Apache NiFi is an open source project which enables the automation of data flow between systems, known as "data logistics". The project is written using flow-based programming and provides a web-based user interface to manage data flows in real time.
The project was created by the United States National Security Agency (NSA), originally named Niagarafiles. In 2014 the NSA released it as open-source software. Apache NiFi continued to be developed at Onyara, Inc., which was subsequently acquired by HortonWorks.
What Apache NiFi Does
Apache NiFi is an integrated data logistics platform for automating the movement of data between disparate systems. It is data source agnostic and supports sources of different formats, schemas, protocols, speeds, and sizes. Some common formats are geolocation devices, click streams, files, social feeds, log files, and more. NiFi provides a configurable plumbing platform for moving data, and enables tracing data in real time. It is not an interactive ETL tool. It can be part of an ETL solution.

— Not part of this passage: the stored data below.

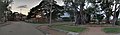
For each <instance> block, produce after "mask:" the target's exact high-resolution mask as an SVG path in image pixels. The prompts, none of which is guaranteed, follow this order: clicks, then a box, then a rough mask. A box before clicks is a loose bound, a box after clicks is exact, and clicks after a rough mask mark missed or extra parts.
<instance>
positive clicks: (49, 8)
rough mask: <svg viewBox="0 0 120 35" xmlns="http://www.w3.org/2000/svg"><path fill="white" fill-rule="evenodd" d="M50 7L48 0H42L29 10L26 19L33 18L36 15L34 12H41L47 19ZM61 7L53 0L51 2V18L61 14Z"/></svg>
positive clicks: (50, 4) (62, 7)
mask: <svg viewBox="0 0 120 35" xmlns="http://www.w3.org/2000/svg"><path fill="white" fill-rule="evenodd" d="M50 7H51V4H50V2H49V1H45V0H43V1H42V2H41V3H40V4H39V5H37V6H36V7H33V8H32V9H31V10H30V12H29V15H28V16H27V17H28V19H30V18H34V17H36V15H38V14H36V13H39V12H42V13H43V15H44V16H42V17H46V18H48V19H49V17H50V12H51V11H50ZM62 9H63V7H62V6H59V5H57V4H56V1H54V2H53V3H52V19H53V20H54V19H57V18H58V17H60V16H61V15H63V14H64V13H63V11H62Z"/></svg>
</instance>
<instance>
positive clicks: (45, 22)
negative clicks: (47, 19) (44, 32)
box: [30, 22, 48, 24]
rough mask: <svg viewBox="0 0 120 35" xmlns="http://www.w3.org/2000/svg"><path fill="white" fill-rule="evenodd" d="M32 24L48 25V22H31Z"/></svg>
mask: <svg viewBox="0 0 120 35" xmlns="http://www.w3.org/2000/svg"><path fill="white" fill-rule="evenodd" d="M30 23H32V24H48V23H47V22H30Z"/></svg>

Apache NiFi is designed from the ground up to be enterprise ready: flexible, extensible, and suitable for a range of devices from network edge devices such as a Raspberry Pi to enterprise data clusters and the cloud. Apache NiFi can also adjust to fluctuating network connectivity that could impact the delivery of data.
Apache NiFi Features
NiFi supports directed graphs of data routing, transformation, and system mediation. Features include:
- Web-based user interface - covering design, control, feedback, and monitoring.
- Highly Configurable - enables a balance between loss tolerance and guaranteed delivery, and low latency vs high throughput. Enables dynamic prioritization of flows, modification of flows at runtime, and back pressure thresholds, which specify amount of data that may exist in the queue, to avoid overrunning the system with data.
- Data Provenance - enables tracking data flows from beginning to end.
- Extensible - enables users to build their own processors and more. Enables rapid development and effective testing. Secure - supports SSL, SSH, HTTPS, encrypted content, and more. Provides multi-tenant authorization and internal policy management.